Ogni candidato dovrebbe dire perché si candida. Me lo sono chiesto anch’io: perché mi candido? Qual è l’istinto primario che mi ha spinto? Perché non si può e non si deve rinunciare all’idea che qualcosa si deve fare, per la propria città come, in generale, per il bene comune. L’idea che la politica faccia schifo ha un triste diritto di cittadinanza nell’universo delle nostre opinioni. Va tuttavia rimosso l’atteggiamento che ci fa stare affacciati alle finestre a guardare quel che succede con il solo scopo di denigrare, lamentarci, sparare – vili come i cecchini – addosso a quelli che nell’arena ci mettono le gambe, il cuore, le idee. Scendere in campo si deve. Certo, qualcuno può dirsi portato, altri negato, qualcuno può vantare vocazione e passione mentre altri, come me, semplice disponibilità.
Si tratta, cioè, nel mio caso, di volontà di partecipazione a un processo di riordino di questa caotica città che è divenuta Palermo. Si badi: non con la sola inane vanteria dei sindaci precedenti, accomunati da un secondo mandato da lestofanti, ma anche con la vile indolenza di chi privilegia il proprio comodo allo sforzo di far qualcosa per la comunità, cioè i cittadini palermitani nella stragrande maggioranza.
Da educatore ho il dovere della speranza come dell’impegno, quello che spinge a compiere sempre il primo passo senza attendere che tutti gli altri cambino prima di cambiare noi stessi (e poi, che presunzione!). L’impegno tipico dell’educatore è quello che di volta in volta riparte da zero, senza serbare rancore nei riguardi di chi, in precedenza, ha accumulato esiti e comportamenti negativi. L’impegno tipico dell’educatore è quello sempre propositivo che cerca un modo per stare tutti assieme e cerca una soluzione per far sì che ciascuno trovi una propria collocazione.

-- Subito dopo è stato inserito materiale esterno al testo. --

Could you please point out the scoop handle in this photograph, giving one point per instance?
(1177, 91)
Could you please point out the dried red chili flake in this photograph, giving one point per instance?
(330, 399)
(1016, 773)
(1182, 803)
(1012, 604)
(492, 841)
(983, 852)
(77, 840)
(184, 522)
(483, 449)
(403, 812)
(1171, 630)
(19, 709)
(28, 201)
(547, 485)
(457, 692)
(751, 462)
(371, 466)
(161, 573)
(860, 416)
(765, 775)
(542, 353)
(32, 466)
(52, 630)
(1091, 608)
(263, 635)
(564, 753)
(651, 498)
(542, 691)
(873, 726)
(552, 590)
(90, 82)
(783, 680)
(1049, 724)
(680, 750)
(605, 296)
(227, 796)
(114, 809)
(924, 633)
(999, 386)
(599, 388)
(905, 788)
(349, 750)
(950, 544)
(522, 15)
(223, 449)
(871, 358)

Nella mia candidatura a consigliere comunale porto dunque questa esperienza, questo atteggiamento che chiamiamo pro-sociale, di stimolo alla partecipazione attiva, al contributo collettivo, alla solidarietà condivisa, al civismo diffuso, alla crescita comune. In sintesi, mi candido perché per salvare Palermo, occorre che tutti comprendiamo che non c’è diritto senza esercizio del dovere.